The Feed Forward Neural Networks with the full dataset vector, have a significant error and in some selective positions diverge the dataset point with the trend trained by the algorithm. This can be attained by the fact that there may be a measurement error or deficient maintenance of the diesel tanks. By removing the two most divergent sample components, the error is drastically reduced to a substantial amount in the vicinity of 0.05. The epochs needed in both cases can be considered as moderate, since it is less than 100,000.00, leading to the fast convergence and the adaptivity of the model in order to take into consideration possible new experimental or in situ data. As proven, the selection of the aforementioned variables made the model have the most representative to realistic results since taking into consideration more concentrations would lead to less correlated model estimations thus leading to a deduction that this modelling approach provides the best possible reliable representation for the dataset given.

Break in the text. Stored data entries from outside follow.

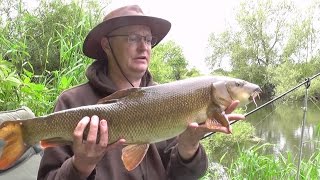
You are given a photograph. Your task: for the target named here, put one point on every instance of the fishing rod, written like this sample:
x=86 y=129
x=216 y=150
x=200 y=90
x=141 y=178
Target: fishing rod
x=306 y=82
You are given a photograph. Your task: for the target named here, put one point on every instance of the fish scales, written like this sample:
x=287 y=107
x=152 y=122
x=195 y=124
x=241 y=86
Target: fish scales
x=160 y=110
x=139 y=115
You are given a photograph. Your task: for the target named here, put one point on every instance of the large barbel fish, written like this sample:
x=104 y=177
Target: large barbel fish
x=139 y=115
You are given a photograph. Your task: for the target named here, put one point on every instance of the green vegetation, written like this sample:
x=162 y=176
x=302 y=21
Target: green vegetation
x=275 y=46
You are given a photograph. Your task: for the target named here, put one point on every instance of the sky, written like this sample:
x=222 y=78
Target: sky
x=191 y=23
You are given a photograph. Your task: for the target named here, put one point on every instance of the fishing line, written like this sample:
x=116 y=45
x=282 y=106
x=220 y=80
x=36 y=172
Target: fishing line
x=313 y=101
x=307 y=81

The Machine Learning models formulated have a weak correlation in all the output variables combined. That is demonstrated since the sum of the concentrations of the model in relation with the Density and Viscosity are, respectively, 0.15 and 0.29 which can be considered as feeble. Subsequently, from a more objective point of view, one would suggest that more data could reduce even more the error and diminish even more the measurement or experimental bias and error for increasing the model reliability. Moreover, larger subtests may be obtained such as the evaluation set and test set, which are important for calculating the model hyperparameters. However, it is considered that taking into account the literature review of similar model formulations and the dataset size in all similar applications, it can be concluded that the present work is a substantial effort of making a Machine Learning application which provides a significant numerical tool to make the predictions in discussion leading to a quick estimation which of course can be tested with an experiment when needed and with these new experimental tests to improve the estimation through data enrichment.